Dobre rezultaty w ostatnim sezonie Leicester w Premier League przeciwko ekipie z czerwonej części Merseyside nie są bynajmniej dziełem przypadku, bowiem w ogólnym zestawieniu wszystkich dotychczasowych rywalizacji ligowych na 88 meczów 33 kończyło się zwycięstwem "Lisów", 36 razy z boiska z rękami podniesionymi w geście triumfu schodził Liverpool, zaś w pozostałych 19 spotkaniach zespoły dzieliły się punktami.
Dodatkowo warto zaznaczyć, iż dzisiejsi gospodarze przegrali tylko jedno z sześciu ostatnich starć na własnym terenie z "The Reds".
Pierwszy poważny sprawdzian "Wasyla"
Dziś przed 60-krotnym reprezentantem Polski, Marcinem Wasilewskim, o ile znajdzie się w wyjściowej jedenastce, niewątpliwie pierwszy poważny sprawdzian w Premier League, który zweryfikuje bardzo dokładnie jego możlwości. 34-letni Polak ma co prawda za sobą już cztery występy w najwyższej klasie rozgrywkowej w Anglii, jednak jak do tej pory ani razu nie było mu dane zagrać z drużyną z angielskiego topu.
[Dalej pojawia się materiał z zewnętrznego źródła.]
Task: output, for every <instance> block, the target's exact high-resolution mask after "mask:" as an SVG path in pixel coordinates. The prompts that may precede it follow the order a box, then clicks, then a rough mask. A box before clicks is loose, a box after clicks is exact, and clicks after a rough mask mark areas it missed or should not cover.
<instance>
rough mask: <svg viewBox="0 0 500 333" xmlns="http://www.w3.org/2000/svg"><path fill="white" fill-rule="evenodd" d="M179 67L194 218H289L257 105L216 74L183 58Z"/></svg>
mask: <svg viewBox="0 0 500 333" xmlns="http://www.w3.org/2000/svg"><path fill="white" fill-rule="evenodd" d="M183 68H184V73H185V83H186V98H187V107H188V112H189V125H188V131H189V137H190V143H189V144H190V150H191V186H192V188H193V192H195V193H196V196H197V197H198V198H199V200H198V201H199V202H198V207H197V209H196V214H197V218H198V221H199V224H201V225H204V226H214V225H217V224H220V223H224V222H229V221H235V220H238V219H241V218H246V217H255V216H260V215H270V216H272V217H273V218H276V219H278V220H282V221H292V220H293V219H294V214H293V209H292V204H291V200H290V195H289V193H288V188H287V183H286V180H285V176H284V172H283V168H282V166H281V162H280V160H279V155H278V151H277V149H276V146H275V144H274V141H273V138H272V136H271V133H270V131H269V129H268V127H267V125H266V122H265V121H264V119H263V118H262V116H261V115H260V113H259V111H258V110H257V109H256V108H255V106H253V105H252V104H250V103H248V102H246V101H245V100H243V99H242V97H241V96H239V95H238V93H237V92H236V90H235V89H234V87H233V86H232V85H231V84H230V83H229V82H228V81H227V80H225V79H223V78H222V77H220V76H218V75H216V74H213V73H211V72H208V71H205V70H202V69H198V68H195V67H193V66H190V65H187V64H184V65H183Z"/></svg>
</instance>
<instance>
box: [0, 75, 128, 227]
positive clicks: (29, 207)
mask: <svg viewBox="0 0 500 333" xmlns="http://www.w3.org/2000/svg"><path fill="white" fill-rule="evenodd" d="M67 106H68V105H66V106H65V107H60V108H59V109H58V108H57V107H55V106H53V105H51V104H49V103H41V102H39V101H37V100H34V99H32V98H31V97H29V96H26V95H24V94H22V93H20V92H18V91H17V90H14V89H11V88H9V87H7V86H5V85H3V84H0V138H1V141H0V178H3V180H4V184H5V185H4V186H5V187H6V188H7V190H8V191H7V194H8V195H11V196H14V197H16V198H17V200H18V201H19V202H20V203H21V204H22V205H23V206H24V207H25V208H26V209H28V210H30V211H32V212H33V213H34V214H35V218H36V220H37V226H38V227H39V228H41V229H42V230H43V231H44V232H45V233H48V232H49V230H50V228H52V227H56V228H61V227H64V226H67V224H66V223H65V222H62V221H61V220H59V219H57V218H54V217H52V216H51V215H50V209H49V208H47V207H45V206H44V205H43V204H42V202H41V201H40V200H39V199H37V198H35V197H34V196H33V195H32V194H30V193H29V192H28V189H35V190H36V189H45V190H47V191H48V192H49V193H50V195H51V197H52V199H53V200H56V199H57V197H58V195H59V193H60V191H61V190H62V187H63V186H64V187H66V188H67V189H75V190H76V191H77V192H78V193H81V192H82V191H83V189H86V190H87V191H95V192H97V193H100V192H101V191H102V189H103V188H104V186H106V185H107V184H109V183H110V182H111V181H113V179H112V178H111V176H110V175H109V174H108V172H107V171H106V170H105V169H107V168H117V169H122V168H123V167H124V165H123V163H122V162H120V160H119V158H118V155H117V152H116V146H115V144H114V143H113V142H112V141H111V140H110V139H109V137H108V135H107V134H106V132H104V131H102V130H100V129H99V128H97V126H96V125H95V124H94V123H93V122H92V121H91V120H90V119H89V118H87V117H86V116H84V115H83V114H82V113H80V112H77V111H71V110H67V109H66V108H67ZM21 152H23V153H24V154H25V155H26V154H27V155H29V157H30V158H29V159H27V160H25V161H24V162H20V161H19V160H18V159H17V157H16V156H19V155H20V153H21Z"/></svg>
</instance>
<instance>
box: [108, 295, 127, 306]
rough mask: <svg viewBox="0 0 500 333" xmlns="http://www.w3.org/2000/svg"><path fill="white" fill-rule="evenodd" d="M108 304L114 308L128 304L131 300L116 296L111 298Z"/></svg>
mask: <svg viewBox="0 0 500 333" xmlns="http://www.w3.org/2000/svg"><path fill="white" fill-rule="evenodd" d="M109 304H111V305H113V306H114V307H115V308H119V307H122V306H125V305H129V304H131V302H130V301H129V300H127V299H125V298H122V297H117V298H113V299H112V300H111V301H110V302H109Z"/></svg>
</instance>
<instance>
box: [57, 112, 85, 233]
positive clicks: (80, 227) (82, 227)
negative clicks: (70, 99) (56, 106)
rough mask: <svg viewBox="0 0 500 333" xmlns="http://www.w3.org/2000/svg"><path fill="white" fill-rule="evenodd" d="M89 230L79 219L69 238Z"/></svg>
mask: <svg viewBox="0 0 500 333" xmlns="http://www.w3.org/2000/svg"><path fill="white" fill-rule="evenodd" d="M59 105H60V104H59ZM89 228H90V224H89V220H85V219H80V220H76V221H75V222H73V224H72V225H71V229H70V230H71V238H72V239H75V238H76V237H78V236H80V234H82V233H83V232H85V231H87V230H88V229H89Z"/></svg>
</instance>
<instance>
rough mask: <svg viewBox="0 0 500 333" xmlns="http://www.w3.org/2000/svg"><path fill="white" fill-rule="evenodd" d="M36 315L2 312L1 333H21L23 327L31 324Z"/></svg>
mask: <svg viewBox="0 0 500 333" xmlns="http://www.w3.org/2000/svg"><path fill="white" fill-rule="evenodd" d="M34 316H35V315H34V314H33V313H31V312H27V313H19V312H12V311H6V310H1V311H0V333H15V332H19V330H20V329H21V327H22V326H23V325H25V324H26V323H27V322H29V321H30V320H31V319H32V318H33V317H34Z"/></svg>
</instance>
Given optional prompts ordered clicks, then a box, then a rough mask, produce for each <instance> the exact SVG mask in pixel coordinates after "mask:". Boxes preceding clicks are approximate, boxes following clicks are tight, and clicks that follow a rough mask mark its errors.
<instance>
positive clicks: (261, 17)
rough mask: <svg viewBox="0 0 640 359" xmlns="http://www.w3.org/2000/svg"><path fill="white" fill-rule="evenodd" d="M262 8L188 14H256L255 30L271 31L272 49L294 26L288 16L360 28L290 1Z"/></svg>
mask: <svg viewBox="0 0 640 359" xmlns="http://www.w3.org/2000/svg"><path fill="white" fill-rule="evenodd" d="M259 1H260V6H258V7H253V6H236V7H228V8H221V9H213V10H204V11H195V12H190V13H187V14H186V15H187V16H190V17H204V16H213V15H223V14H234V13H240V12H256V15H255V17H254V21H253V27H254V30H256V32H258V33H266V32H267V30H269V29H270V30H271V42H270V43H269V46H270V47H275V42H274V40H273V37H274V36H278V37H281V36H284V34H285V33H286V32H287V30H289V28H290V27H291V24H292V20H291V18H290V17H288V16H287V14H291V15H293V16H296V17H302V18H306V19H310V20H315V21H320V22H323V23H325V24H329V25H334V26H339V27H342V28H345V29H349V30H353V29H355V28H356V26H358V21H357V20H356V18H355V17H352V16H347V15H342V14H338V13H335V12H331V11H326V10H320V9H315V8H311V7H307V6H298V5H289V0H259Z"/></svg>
Mecze Marcina Wasilewskiego w barwach Leicester City w Premier League
10. kolejka | DOM | Leicester City - West Bromwich Albion | 0:1 | 90.min |
11. kolejka | WYJAZD | Southampton FC - Leicester City | 2:0 | 90.min |
12. kolejka | DOM | Leicester City - Sunderland AFC | 0:0 | 90.min |
13. kolejka | WYJAZD | Queens Park Rangers - Leicester City | 3:2 | 90.min |
Raport kadrowy
Gospodarze przystąpią do wieczornej rywalizacji z Liverpoolem bez większych ubytków kadrowych, bowiem opiekun "Lisów", Nigel Pearson nie będzie mógł skorzystać tylko z usług kontuzjowanych Deana Hammonda oraz Zoumana Bakayogo. Niepewny występu jest natomiast David Nugent, który zmagał się ostatnio z urazem kostki (decyzja o ewentualnym występie 29-latka zapadnie prawdopodobnie tuż przed spotkaniem).
W szeregach gości kontuzje nieco bardziej uszczupliły kadrę Brendanowi Rodgersowi, który nie mógł zabrać dziś ze sobą do East Midlands Jonathona Flanagana, Suso, Daniela Sturridge’a, Mario Balotellego oraz Mamadou Sakho, który co prawda trenuje już z drużyną, ale nie jest jeszcze w stu procentach gotowy do gry na najwyższym poziomie.
Sędziowie
Arbitrem głównym dzisiejszych zawodów na King Power Stadium będzie Lee Mason. Na liniach pomagać mu będą S. Bennett oraz A. Halliday, natomiast w rolę sędziego technicznego wcieli się Mark Clattenburg.
Przewidywane składy
Leicester City: Kasper Schmeichel; Ritchie De Laet, Wes Morgan (C), Marcin Wasilewski, Paul Konchesky; Danny Drinkwater, Esteban Cambiasso, Matty James; Jeffrey Schlupp, Leonardo Ulloa, Jamie Vardy.
Liverpool FC : Simon Mignolet; Glen Johnson, Martin Skrtel, Kolo Toure, Alberto Moreno; Lucas Leiva, Joe Allen; Jordan Henderson, Steven Gerrard (C), Raheem Sterling; Rickie Lambert.